Aus Chiang Mai (Thailand) Christian Mihatsch
Das tropische Klima im Norden Thailands kennt eigentlich nur drei Jahreszeiten: die kalte und die heiße Zeit sowie die Regenzeit. Doch für die Monate März und April hat sich im Volksmund eine vierte Bezeichnung etabliert: die „Brandsaison“. Zu erkennen ist sie an der Luftverschmutzung. Der Himmel ist nicht blau, sondern braun-grau und viele Menschen tragen Atemschutzmasken.
Grund für den Smog sind nicht etwa Stahlwerke oder Kohlekraftwerke, sondern die Landwirtschaft. Die Bauern flammen ihre Felder ab, um sie für die nächste Aussaat vorzubereiten. Die Folgen dieser Art der Bewirtschaftung lassen sich dann an den Messwerten für Feinstaub ablesen.
Für Staubpartikel, die kleiner sind als 2,5 Mikrometer (PM 2,5), wurden dieses Jahr bereits Konzentrationen gemessen, die den EU-Grenzwert um das Sechsfache übersteigen und als „sehr ungesund“ gelten.
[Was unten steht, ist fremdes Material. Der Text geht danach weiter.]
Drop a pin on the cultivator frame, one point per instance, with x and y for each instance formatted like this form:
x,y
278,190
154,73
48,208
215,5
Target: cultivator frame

Denn diese kleinen Staubpartikel gelangen bis tief in die Lunge und können sogar durch die Lungenbläschen in die Blutbahn gelangen.
Die Messwerte zeigen, dass das strikte Abflammverbot der thailändischen Behörden auch dieses Jahr nicht greift. Dabei wurde sogar eine Belohnung ausgesetzt: Wer illegale Feuer meldet, bekommt 5.000 Baht (136 Euro). Das entspricht dem Mindestlohn für 16 Tage Arbeit. Doch die Feuer lodern weiter.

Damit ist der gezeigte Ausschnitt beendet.